In his note to staffers, Limp said the e-tail giant continues to face an “unusual and uncertain macroeconomic environment,” and has been performing “deep reviews” to prioritize its areas of business focus in the past few months. Limp also said impacted employees were notified on Tuesday, Nov. 15, and will receive support from Amazon that includes assisting in finding new roles within the company, as well as transition assistance including a separation payment, transitional benefits, and external job placement support.
“While I know this news is tough to digest, I do want to emphasize that the devices & services organization remains an important area of investment for Amazon, and we will continue to invent on behalf of our customers,” Limp said in the note. “Having gone through times like this in the past, I know that when there's a difficult economy, customers tend to gravitate to the companies and products they believe have the best customer experience and that take care of them the best. Historically, Amazon has done a very good job at this.
In commentary provided to Chain Store Age, Forrester VP and principal analyst J.P. Gownder said Amazon is reacting to macro-trends such as the current economic downturn and layoffs at other tech companies such as Meta, as well some of its own specific micro-trends.
“In Amazon's case, they're choosing to deemphasize product areas, like Alexa devices, that have high headcount but low return on investment,” said Gownder. “Having swelled to 10,000 employees, but producing a negative financial return, it's unsurprising that Amazon would choose to trim back this area.”
Gownder also supported Amazon’s promise to internally redistribute and otherwise assist laid off workers, as he said not doing so could negatively affect “concentration, productivity, and employee experience” of remaining workers.
Amazon takes a corporate hiring break These job cuts follow a recently announced hiatus in corporate hiring. The company said it still intends to hire a “meaningful number of people” in 2023.
Amazon went on a major hiring spree in Sept. 2021, when it was still achieving record-breaking results from increased online shopping by consumers homebound due to the COVID-19 pandemic. The retailer hired more than 450,000 people in the U.S. between the beginning of the pandemic in March 2020 and September 2021, becoming the largest job creator in the U.S. in the process.

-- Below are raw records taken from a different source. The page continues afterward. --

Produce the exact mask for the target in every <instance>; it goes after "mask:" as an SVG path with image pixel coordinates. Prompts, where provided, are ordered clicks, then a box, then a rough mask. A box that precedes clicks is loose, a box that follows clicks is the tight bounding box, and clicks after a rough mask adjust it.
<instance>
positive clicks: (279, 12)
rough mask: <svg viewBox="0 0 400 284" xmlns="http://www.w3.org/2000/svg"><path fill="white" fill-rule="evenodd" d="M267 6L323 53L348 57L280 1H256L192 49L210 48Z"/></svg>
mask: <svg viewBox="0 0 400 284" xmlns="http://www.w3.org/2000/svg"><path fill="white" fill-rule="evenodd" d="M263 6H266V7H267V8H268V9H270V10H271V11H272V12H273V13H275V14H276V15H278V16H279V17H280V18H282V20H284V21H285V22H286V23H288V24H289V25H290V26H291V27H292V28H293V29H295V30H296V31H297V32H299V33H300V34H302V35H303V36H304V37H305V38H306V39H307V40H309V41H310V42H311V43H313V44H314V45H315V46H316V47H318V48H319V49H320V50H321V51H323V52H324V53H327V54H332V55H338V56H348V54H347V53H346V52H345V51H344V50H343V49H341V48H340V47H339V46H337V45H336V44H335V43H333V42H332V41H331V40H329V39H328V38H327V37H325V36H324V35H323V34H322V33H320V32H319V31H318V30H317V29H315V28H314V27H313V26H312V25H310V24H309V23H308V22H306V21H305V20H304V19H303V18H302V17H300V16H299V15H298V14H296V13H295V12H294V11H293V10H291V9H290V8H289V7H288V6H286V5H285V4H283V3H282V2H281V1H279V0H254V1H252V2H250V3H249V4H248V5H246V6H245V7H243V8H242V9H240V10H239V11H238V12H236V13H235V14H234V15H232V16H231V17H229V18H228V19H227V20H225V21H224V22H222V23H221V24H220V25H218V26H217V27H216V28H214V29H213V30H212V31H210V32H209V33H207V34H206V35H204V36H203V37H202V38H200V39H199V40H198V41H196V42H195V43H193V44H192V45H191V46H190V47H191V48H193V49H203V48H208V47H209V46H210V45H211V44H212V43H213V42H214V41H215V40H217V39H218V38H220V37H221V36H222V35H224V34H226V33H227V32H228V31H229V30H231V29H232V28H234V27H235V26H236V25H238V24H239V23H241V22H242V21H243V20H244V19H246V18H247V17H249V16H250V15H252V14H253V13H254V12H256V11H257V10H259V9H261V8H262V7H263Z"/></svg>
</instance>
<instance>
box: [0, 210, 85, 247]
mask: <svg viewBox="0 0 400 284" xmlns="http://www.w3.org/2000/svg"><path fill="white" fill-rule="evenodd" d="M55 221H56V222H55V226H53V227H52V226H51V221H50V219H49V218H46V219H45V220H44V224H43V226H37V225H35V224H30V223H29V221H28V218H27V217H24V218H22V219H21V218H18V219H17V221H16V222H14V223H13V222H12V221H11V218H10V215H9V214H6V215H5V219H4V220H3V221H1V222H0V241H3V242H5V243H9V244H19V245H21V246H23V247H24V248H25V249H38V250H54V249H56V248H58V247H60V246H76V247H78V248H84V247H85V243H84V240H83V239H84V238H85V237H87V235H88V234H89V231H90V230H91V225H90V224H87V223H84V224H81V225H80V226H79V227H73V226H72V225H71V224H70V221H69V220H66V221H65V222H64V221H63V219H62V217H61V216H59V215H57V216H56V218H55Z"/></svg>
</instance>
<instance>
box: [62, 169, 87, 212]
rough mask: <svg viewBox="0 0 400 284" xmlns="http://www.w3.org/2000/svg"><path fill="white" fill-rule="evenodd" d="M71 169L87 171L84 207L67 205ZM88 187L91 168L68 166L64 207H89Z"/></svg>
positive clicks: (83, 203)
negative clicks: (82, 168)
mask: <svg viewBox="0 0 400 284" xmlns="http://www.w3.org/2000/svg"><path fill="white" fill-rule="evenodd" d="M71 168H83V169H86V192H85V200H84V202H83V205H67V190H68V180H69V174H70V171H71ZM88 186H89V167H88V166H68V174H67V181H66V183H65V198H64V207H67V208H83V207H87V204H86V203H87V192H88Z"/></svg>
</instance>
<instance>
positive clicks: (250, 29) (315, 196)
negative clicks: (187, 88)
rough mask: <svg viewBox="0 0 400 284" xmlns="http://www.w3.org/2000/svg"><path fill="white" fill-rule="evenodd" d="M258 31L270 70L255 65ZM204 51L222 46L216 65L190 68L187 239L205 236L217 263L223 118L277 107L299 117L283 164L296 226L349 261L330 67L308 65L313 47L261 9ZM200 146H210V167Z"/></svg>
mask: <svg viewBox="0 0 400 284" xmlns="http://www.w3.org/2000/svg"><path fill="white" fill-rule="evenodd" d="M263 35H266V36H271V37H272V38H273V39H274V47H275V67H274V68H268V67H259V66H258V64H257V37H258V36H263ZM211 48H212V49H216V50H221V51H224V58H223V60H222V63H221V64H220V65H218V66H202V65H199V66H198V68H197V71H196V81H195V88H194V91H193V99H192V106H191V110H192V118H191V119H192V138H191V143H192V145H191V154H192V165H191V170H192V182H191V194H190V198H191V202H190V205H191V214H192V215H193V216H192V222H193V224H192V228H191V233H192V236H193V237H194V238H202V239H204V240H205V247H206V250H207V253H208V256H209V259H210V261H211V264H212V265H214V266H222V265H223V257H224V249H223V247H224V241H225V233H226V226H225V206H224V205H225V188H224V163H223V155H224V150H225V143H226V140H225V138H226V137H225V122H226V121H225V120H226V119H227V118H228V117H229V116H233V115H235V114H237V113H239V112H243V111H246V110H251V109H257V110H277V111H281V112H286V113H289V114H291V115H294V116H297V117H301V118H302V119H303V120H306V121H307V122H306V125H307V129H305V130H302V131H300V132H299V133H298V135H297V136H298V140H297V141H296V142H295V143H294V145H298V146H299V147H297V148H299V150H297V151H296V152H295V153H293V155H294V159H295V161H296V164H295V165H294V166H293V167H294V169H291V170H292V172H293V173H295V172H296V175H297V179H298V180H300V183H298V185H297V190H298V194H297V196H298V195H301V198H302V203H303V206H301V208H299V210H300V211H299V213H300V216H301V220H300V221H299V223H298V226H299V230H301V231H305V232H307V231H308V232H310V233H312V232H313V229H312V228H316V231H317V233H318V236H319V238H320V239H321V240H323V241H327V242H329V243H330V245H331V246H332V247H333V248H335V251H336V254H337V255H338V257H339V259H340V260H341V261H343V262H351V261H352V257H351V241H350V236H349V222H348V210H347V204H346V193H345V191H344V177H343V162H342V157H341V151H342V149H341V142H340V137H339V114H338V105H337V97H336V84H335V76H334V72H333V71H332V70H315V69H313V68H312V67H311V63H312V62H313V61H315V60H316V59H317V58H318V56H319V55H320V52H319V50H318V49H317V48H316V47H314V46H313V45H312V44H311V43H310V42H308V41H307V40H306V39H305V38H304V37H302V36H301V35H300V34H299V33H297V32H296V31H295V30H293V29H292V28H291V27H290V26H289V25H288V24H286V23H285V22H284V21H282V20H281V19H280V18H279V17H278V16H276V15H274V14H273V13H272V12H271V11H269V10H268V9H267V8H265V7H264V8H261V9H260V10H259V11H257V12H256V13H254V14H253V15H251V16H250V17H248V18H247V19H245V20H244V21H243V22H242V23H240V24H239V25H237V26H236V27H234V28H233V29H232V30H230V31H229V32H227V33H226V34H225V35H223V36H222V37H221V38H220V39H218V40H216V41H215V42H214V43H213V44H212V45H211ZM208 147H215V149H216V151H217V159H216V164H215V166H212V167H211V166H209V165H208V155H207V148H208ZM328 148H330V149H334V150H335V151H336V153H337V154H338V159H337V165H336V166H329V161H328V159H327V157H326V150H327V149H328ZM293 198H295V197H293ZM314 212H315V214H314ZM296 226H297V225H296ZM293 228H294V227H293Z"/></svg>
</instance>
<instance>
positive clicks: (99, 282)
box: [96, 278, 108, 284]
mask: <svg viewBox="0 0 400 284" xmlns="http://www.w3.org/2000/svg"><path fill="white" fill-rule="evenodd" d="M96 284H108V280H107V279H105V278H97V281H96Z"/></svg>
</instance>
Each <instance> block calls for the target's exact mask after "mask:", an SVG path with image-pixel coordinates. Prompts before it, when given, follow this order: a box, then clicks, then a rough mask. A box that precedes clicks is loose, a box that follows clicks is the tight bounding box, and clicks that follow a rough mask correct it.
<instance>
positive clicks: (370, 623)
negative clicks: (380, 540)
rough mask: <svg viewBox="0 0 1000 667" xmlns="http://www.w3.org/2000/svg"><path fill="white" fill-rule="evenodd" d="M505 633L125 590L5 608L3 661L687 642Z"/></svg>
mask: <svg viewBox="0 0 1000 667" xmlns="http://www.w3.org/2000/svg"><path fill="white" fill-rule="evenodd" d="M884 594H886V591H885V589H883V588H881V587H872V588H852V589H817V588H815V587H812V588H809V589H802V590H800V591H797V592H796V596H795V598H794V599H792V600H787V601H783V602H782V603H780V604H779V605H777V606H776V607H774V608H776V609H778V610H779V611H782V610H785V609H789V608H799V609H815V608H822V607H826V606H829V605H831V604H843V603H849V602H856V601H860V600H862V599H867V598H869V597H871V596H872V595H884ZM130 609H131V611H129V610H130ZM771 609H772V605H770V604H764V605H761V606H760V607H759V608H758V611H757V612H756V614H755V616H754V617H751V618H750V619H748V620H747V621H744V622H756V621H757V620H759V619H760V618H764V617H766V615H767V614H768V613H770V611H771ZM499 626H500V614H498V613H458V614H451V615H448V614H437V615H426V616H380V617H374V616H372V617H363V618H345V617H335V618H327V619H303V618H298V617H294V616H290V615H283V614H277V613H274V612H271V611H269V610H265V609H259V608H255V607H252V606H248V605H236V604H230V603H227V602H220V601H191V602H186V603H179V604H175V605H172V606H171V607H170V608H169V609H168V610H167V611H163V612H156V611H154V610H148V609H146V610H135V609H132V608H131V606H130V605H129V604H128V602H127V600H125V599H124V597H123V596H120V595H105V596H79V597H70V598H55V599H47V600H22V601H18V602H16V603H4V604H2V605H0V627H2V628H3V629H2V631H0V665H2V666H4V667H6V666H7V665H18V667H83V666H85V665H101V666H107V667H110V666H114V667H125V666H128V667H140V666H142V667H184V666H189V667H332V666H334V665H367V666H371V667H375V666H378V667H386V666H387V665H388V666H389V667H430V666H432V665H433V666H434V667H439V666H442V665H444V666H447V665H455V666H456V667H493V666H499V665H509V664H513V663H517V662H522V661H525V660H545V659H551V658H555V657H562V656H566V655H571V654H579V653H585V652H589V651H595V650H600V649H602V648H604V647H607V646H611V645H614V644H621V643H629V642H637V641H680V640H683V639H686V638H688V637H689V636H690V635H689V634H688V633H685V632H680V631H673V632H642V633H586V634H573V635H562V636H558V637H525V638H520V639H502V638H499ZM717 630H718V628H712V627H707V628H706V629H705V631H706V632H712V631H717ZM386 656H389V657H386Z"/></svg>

In 2020, in the middle of the COVID-19 pandemic, Amazon says it hired over 400,000 employees in the U.S.—of which, more than 60% were getting paid more than they were at their previous job.
However, the company reported a net loss of $2 billion, or $0.20 per share, for the second quarter ended June 30, 2022, compared with net income of $7.8 billion, or $0.76 per diluted share, in the year-earlier period.
During the second quarter, Amazon reduced its headcount by about 100,000 employees, and CEO Andy Jassy said the company would scale back operations as the sales boom it experienced during the COVID-19 pandemic cools.